Título: Remédios serão entregues em casa
Autor: Adriana Bernardes
Fonte: Jornal do Brasil, 29/06/2005, Brasília, p. D4
A partir do dia 1º de agosto 5 mil pacientes crônicos cadastrados na secretaria de Saúde receberão os medicamentos de uso contínuo em casa. Os primeiros a serem atendidos pelo programa Remédio em Casa serão os moradores de Ceilândia que fazem tratamento de hipertensão e diabetes, além dos pacientes com osteoporose e câncer de mama que moram em outras regiões de Brasília. A fase incial, chamada de projeto piloto, deve atender a um total de 10 mil pacientes.
O primeiro passo para que isso aconteça foi dado ontem, com a assinatura do contrato entre o Governo do Distrito Federal e a Empresa Brasileira de Correios e Telégrafos (ETC).
O secretário de Saúde, José Geraldo Maciel, informou que não há como prever o valor total do contrato porque vai depender do número de postagem (entregas) feitas pelos Correios. Mas adiantou que o governo pagará R$ 26 mil para cada cinco mil entregas feitas.

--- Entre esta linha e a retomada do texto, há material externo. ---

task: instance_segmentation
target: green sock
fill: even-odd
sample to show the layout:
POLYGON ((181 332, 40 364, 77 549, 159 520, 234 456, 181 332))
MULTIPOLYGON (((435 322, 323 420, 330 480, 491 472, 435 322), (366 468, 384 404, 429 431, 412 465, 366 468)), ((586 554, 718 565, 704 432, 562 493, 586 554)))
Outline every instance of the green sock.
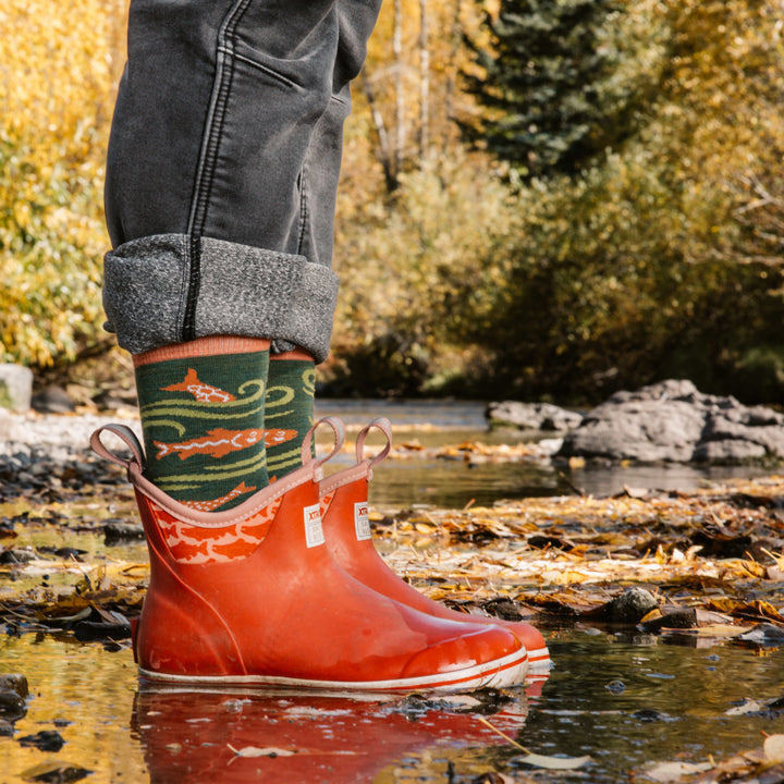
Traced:
POLYGON ((302 443, 314 424, 316 365, 296 356, 270 358, 265 428, 271 481, 302 466, 302 443))
POLYGON ((188 343, 135 357, 145 476, 175 500, 213 512, 236 506, 269 483, 264 430, 269 351, 266 341, 196 343, 225 353, 176 356, 193 354, 195 344, 188 343), (264 350, 256 350, 259 345, 264 350))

- O GDF não vai deixar de gastar ou reduzir despesas com esse projeto. É um investimento social baixo quando se leva em conta o ganho que essas pessoas terão em termos de comodidade - defendeu Maciel.
A estimativa do secretário de Saúde, é que existam no Distrito Federal cerca de 30 mil diabéticos, 40 mil hipertensos e 10 mil pacientes que necessitam de medicamentos excepcionais em tratamento nas unidades de saúde. A meta para a segunda etapa do projeto é entregar os remédios na casa de 80 mil pacientes que se enquadram no projeto por um período que varia de dois a seis meses, conforme o caso.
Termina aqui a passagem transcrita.